Siamo a Rottenburg, dove fu vescovo dal 1989 al 1999 Walter Kasper, oggi in primo piano tra i cardinali di curia.

«Ratzinger e Kasper sono teologicamente diversi, non so se vi sia amicizia tra loro, ma certo grande rispetto».

Vorrei ritornare ancora alla sua attività nella diplomazia vaticana. Per quanti anni è stato al suo servizio?

«Sono stato in servizio per ben 43 anni, di cui 26 come nunzio. Il più bel periodo l’ho trascorso con mons. Benelli, di cui sono stato segretario per dieci anni. Era un uomo eccezionale e strano. Urlava, ma aveva un grande cuore. Conosceva bene l’arte della diplomazia, un conservatore intelligente».

Come giudica l’attuale stato della diplomazia vaticana?

«Ritengo la diplomazia vaticana molto importante, ma vedo che oggi nelle organizzazioni internazionali il suo ruolo è diminuito. L’Europa, l’America non sembrano darle molto ascolto, forse anche perché è la Chiesa stessa che in questo momento sta attraversando un po’ di turbolenza. Si vedano i casi di pedofilia negli USA, in Irlanda e adesso anche a Berlino. Il card. Bertone non viene dalla diplomazia anche se è stato un ottimo segretario della Congregazione per la Dottrina della Fede. Certo non sono più i tempi di Casaroli e Silvestrini, che hanno fatto la storia della diplomazia vaticana di fronte alla sfida del comunismo e al muro di Berlino».

Quando, anni fa, le feci visita a Budapest, lei mi parlò di un confronto duro con il card. Sodano, allora segretario di stato.

«È stato per l’affare Haas. A parere di Sodano, Haas era giusto per Coira, nonostante l’opposizione del clero. Mi ero consultato con tutti i vescovi e avevo sentito cinquecento persone. Sodano si arrabbiò perché mi ero permesso di consultare i vescovi, ricordandomi un passo di Gregorio Magno, che diceva che non si deve interferire nelle diocesi. E io, come nunzio, che dovevo fare? Gli ho risposto citandogli Papa Giovanni XXIII che diceva che le difficoltà non erano dovute ai bulgari, ma alle autorità vaticane. Adirato mi spedì a Budapest. Si trattava di punti di vista. Adesso con me è molto gentile. A Natale, con mia grande sorpresa, mi ha persino telefonato. Si sa come sono andate

le cose con Haas».

In Belgio ha dovuto affrontare ostilità a motivo delle espressioni del Papa riguardo alla prevenzione dell’HIV/AIDS. Come ne è uscito?

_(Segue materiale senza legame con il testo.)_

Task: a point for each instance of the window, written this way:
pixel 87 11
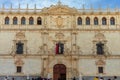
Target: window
pixel 23 21
pixel 100 48
pixel 19 69
pixel 31 21
pixel 15 20
pixel 95 21
pixel 87 21
pixel 7 20
pixel 104 22
pixel 59 48
pixel 39 21
pixel 19 48
pixel 100 69
pixel 79 21
pixel 112 21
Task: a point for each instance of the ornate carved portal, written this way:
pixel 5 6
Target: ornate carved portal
pixel 59 72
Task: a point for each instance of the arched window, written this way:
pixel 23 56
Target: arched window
pixel 104 21
pixel 39 21
pixel 79 21
pixel 31 21
pixel 95 21
pixel 87 21
pixel 23 21
pixel 19 48
pixel 7 20
pixel 112 21
pixel 100 48
pixel 15 20
pixel 59 49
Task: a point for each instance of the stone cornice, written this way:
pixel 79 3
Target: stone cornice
pixel 38 56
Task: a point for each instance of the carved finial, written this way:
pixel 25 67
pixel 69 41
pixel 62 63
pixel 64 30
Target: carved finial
pixel 19 5
pixel 27 6
pixel 83 6
pixel 35 6
pixel 108 9
pixel 59 2
pixel 3 6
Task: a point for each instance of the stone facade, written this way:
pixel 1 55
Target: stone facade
pixel 59 23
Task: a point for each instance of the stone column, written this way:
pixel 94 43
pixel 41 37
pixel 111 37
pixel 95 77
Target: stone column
pixel 73 43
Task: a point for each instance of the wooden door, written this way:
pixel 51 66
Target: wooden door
pixel 59 72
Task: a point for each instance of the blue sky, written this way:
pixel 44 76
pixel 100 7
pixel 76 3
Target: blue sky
pixel 72 3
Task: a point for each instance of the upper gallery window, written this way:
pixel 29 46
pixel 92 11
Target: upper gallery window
pixel 7 20
pixel 112 21
pixel 79 21
pixel 19 47
pixel 39 21
pixel 87 21
pixel 100 69
pixel 23 21
pixel 100 48
pixel 15 21
pixel 19 69
pixel 104 21
pixel 31 21
pixel 59 49
pixel 95 21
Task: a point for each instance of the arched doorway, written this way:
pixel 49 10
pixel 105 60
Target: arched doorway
pixel 59 72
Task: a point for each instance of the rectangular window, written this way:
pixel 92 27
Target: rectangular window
pixel 100 69
pixel 19 69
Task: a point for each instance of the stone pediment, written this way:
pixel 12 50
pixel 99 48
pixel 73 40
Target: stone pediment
pixel 59 9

«Il papa si era pronunciato contro l’uso dei condom nel viaggio in aereo verso l’Africa. Fui preso di mira, tanto che si voleva dichiararmi persona “non grata”. Quando lasciai Bruxelles, a fine mandato, non diedi neppure il saluto ufficiale. Andai dal re, ma non dal presidente del Parlamento. Me ne andai in silenzio».

Che cosa pensa di tutti gli anni passati a servizio della Santa Sede?

«Sono stati anni interessanti».

E allo scadere dei 75 anni se ne è andato.

«Per la verità in Segreteria di Stato volevano che restassi ancora per un po’, ma non ho accettato. E mi trovo qui dalle suore. Devo tanto alla Santa Sede, anche se non sempre sono stato ascoltato, soprattutto riguardo alle nomine dei vescovi. Certo sono rimasto dolorosamente sorpreso per alcuni avvenimenti. Penso al caso dei lefebvriani, alla non trasmissione al Papa delle informazioni su Williamson. Qualcuno è stato davvero superficiale».

Vogliamo terminare questa conversazione con quello che lei scriveva dieci anni fa: «La Chiesa, in quanto popolo di Dio e misterioso corpo di Gesù Cristo, ma anche in quanto “Ecclesia semper reformanda”, nella sua attività pastorale, missionaria ed ecumenica dovrà rendersi sempre più conto che deve seguire l’umile invito alla partecipazione ad esso, vale a dire alla pienezza dell’amore salvifico di Dio, che si concentra in Gesù Cristo» (La cosa più importante per la Chiesa, 75).

«Ne sono ancora più convinto di allora».